NHS Providers response to the spending round
04 September 2019
- Chancellor Sajid Javid has delivered his spending round.
- The Department of Health and Social Care’s (DHSC) resource budget will rise by 3.1% in real terms, giving the NHS a cash increase of £33.9bn a year by 2023/24 compared to 2018/19 budgets.
- The government will invest £250m in artificial intelligence to help solve some of healthcare’s challenges.
- The settlement includes a 3.4% real terms increase in the Health Education England budget, which will include an additional £150m for continuing professional development, providing a £1,000 central training budget for each nurse, midwife and allied health professional over three years, as well as increased funding for wider education and training budgets.

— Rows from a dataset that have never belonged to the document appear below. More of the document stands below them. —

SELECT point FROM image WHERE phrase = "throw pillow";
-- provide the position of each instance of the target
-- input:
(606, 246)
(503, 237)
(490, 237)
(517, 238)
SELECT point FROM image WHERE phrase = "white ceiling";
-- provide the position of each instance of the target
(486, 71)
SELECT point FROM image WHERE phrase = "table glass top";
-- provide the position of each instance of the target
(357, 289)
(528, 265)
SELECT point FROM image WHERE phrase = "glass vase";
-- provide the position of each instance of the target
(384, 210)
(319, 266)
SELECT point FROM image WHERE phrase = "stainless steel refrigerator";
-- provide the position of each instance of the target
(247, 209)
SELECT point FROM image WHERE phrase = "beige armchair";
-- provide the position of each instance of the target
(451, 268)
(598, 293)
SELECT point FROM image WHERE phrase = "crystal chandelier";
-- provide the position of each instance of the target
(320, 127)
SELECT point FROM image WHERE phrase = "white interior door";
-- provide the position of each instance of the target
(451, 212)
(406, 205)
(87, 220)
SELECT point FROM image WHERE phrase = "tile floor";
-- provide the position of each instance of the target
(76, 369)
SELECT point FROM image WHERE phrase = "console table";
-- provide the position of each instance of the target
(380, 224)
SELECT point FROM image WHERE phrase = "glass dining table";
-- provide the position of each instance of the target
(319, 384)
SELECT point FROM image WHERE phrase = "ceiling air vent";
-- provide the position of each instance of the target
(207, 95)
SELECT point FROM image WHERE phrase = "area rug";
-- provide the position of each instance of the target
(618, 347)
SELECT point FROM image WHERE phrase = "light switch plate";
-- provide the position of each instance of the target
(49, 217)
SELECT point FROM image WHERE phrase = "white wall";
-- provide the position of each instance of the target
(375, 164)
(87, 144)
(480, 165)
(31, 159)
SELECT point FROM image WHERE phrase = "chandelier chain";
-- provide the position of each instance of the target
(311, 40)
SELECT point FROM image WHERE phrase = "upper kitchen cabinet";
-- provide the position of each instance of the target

- Councils will have access to a further £1.5bn for social care – £1bn through a new grant and £500m through the adult social care precept.
- It also includes a real terms increase to the Public Health grant budget.
- The DHSC will receive a new multi-year capital settlement at the next capital review.
Responding to the spending round for 2020/21 announced by chancellor Sajid Javid, the chief executive of NHS Providers, Chris Hopson said:
“We welcome the clear sign from the government today that the NHS is a key domestic priority. We have been calling for a new approach to investment in our NHS, its buildings and infrastructure, so it is good to see that the government has committed to do this at the next spending review.
We have been calling for a new approach to investment in our NHS, its buildings and infrastructure, so it is good to see that the government has committed to do this at the next spending review.Chief Executive
“NHS trusts will also welcome the additional funding for training and development and public health, and will be relieved to see some extra money earmarked for overstretched social care services. But today’s announcements, whilst welcome, just focus on the immediate short-term. We still need concrete long-term funding commitments on capital, public health and education if the NHS is to deliver its long term plan.”